SSIS Transform — Split one column into multiple co

2019-02-24 08:14发布

问题:

I'm trying to find out how to split a column I have in a table and split it into three columns after the result is exported to a CSV file.

For example, I have a field called fullpatientname. It is listed in the following text format:

Smith, John C

The expectation is to have it in three separate columns:

Smith
John
C

I'm quite sure I have to split this in a derived column, but I'm not sure how to proceed with that

回答1:

You are going to need to use a derived column for this process.

The SUBSTRING and FINDSTRING functions will be key to pull this off.

To get the first segment you would use something like this:

(DT_STR,25,1252) SUBSTRING([fullpatientname], 1, FINDSTRING(",",[fullpatientname],1)-1)

The above should display a substring starting with the beginning of the [fullpatientname] to the position prior to the comma (,).

The next segment would be from the position after the comma to the final space separator, and the final would be everything from the position following the final space separator to the end.



回答2:

It sounds like your business rule is

  1. The "last name" is all of the characters up to the first comma
  2. The "first name" will be all of the characters after the first comma and a space
  3. The "middle name" will be what (and is it always present)?
    1. the last character in the string (you will only ever have an initial letter)
    2. All of the characters after the second space

This logic will fail in lots of fun ways so be prepared for it.

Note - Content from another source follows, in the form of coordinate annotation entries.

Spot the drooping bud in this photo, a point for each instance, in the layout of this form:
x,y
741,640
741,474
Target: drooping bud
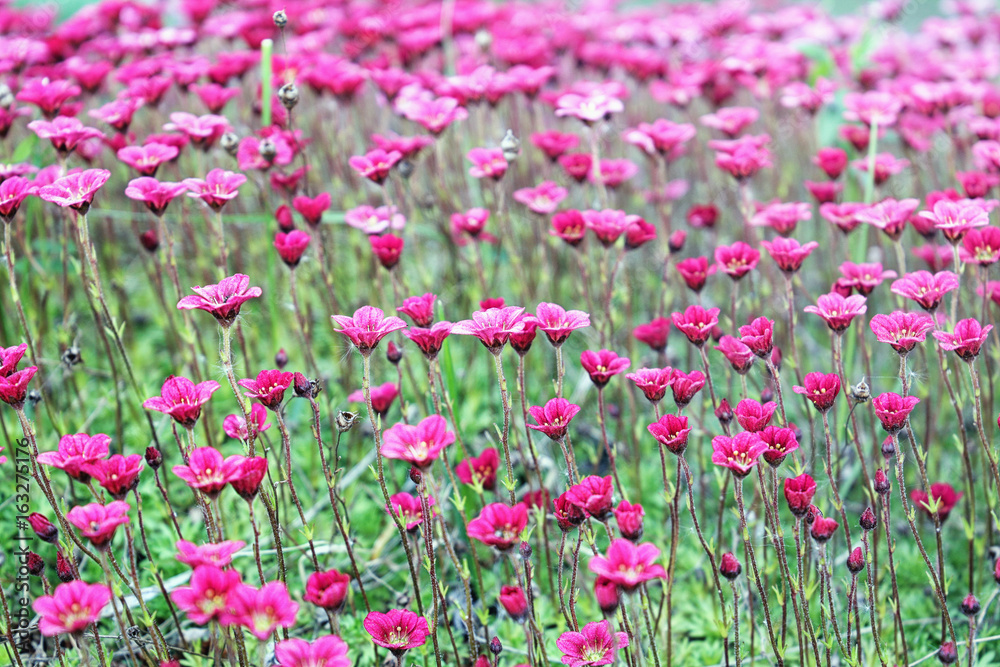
x,y
868,521
729,567
856,561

And also remember that once you combine information together, you cannot, with 100 accuracy, restore it to the component parts. Capture first, middle, last/surname and store them separately.

Approach A

A derived column component. Actually, a few of them added to your data flow will cover this. The first Derived Column will be tasked with finding the positions of the name breaks. This could be done all in a single Component but debugging becomes a challenge and then you will need to reference the same expression multiple times in a single row * 3 it quickly becomes a maintenance nightmare.

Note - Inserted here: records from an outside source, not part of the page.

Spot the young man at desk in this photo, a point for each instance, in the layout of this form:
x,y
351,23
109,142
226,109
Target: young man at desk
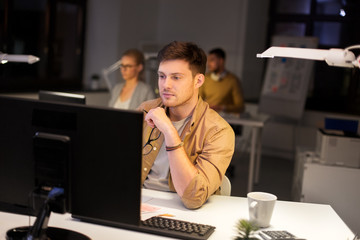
x,y
187,145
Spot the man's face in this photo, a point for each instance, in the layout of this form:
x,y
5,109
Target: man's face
x,y
213,63
128,68
176,83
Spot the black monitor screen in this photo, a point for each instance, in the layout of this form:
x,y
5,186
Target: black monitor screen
x,y
61,97
92,152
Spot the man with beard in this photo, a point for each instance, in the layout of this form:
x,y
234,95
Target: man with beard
x,y
187,146
222,89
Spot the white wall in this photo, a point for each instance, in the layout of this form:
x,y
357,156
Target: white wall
x,y
116,25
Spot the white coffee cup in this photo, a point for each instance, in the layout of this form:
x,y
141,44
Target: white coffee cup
x,y
261,206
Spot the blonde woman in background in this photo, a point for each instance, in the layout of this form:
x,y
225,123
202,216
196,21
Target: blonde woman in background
x,y
133,91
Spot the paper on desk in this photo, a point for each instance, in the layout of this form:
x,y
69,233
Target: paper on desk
x,y
146,208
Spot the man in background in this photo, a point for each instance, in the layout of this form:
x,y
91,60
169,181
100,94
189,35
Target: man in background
x,y
221,89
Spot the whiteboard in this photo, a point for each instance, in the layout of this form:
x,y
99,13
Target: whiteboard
x,y
287,79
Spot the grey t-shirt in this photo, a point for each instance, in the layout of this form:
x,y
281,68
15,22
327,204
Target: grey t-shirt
x,y
159,173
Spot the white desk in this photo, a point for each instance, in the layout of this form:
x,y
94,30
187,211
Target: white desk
x,y
310,221
256,123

The second Derived Column will then use the positions defined in the first to call the LEFT and SUBSTRING functions to access points in the column

Approach B

I never reach for a script component first and the same should hold true for you. However, this is a mighty fine case for a script. The base .NET string library has a Split function that will break a string into pieces based on whatever delimiter you supply. The default is whitespace. The first call to split will use the ',' as the argument. The zeroeth ordinal string will be the last name. The first ordinal string will contain the first and middle name pieces. Call the string.Split method again, this time using the default value and the last element is the middle name and the remaining elements are called the first name. Or vice versa, the zeroeth element is the first name and everything else is last.

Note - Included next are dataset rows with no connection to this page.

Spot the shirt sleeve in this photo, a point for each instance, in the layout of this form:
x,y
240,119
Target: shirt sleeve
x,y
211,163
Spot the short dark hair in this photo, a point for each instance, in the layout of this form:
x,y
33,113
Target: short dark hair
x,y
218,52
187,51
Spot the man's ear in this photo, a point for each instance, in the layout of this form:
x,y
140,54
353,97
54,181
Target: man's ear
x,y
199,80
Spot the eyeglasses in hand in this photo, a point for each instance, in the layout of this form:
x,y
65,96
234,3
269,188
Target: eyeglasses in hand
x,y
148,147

I've had to deal with cleaning names before and so I've seen different rules based on how they want to standardize the name.



回答3:

Try something like this, if your names are always in the same format (LastName-comma-space-FirstName-space-MI):

declare @FullName varchar(25) = 'Smith, John C'

select 
substring(@FullName, 1, charindex(',', @FullName)-1 ) as LastName,
substring(@FullName, charindex(',',@FullName) + 2, charindex(' ',@FullName,charindex(',',@FullName)+2) - (charindex(',',@FullName) + 2) ) as FirstName,
substring(@FullName, len(@FullName), 1) as MiddleInitial


回答4:

I am using SQL SERVER 2016 with SSIS in Visual Studio 2015. If you are using findstring you need to make sure the order is correct. I tried this first - FINDSTRING(",",[fullpatientname],1), but it wouldn't work. I had to look up the documentation and found the order to be incorrect. FINDSTRING([fullpatientname],",",1) fixed the problem for me. I am not sure if this is due to differences in versions.